Cervinara 1773. L’innesto del vaiolo e l’immunità di gregge nel Regno di Napoli.

Il Covid-19 non è l’unico virus e/o batterio che, durante i secoli trascorsi, ha messo in ginocchio il mondo. Ricordiamo il più grave e recente della spagnola che causò milioni di morti, la peste, il tifo, la tubercolosi e il vaiolo, che si diffuse tra il XVII ed il XVIII secolo e fu la maggiore malattia endemica del mondo in quegli anni che, grazie all’intervento di un medico cervinarese, almeno nel Regno di Napoli, non causò molte vittime.
Ad “opporsi” alla diffusione del virus fu, tra gli altri, anche Michele Buonanni che, grazie all’inoculazione del batterio del Vaiolo, a soggetti sani e giovani, aveva ottenuto la moderna “immunità di gregge” di cui si parla tanto in questi mesi.

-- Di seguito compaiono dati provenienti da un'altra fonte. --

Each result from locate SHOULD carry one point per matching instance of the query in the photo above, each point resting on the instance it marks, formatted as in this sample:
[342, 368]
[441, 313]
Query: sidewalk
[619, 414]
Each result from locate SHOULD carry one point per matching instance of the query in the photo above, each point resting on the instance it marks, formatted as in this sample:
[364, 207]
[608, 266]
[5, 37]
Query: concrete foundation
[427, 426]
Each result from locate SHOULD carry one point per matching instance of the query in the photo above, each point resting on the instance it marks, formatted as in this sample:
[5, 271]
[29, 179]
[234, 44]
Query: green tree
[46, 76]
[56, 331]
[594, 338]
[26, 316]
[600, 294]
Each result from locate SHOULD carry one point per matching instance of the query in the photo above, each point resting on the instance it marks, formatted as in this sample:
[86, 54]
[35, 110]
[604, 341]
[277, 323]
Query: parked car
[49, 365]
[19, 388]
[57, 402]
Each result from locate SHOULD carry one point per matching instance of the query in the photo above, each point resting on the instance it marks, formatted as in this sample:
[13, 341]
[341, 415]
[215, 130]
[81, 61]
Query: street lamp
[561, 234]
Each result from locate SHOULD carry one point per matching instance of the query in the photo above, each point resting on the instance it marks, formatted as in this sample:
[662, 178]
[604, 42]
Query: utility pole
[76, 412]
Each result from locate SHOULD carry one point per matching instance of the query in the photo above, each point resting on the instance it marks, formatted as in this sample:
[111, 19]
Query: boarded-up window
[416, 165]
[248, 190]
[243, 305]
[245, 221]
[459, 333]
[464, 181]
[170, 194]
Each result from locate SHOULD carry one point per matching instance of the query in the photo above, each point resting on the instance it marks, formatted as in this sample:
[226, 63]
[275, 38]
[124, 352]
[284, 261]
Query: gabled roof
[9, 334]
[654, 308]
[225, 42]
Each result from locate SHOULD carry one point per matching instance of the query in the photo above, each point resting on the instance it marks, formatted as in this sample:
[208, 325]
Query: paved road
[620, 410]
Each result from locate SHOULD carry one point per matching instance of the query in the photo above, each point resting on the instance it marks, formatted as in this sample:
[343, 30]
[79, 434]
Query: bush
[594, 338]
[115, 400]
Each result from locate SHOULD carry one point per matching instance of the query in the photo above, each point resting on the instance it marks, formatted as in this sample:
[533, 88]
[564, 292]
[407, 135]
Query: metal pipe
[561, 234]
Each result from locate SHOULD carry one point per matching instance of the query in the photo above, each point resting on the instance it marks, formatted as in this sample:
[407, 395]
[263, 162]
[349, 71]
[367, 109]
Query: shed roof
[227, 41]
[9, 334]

Il cervinarese Buonanni Michele (1727 – 1797), figlio di Giuseppe già “cerusico” (chirurgo dell’epoca), aveva concluso i suoi studi universitari a Napoli ottenendo il dottorato in Filosofia e Medicina nel 1752. Quel titolo, che comportava la qualifica di “dottore fisico”, lo portò ad intraprendere Ia carriera di medico militare, raggiungendo il grado di chirurgo maggiore della Reale Artiglieria. A Napoli Michele Buonanni aveva incontrato, più volte, il medico toscano Angelo Gatti, già cattedratico a Pisa che era divenuto famoso, a Parigi, come “medico filosofo”.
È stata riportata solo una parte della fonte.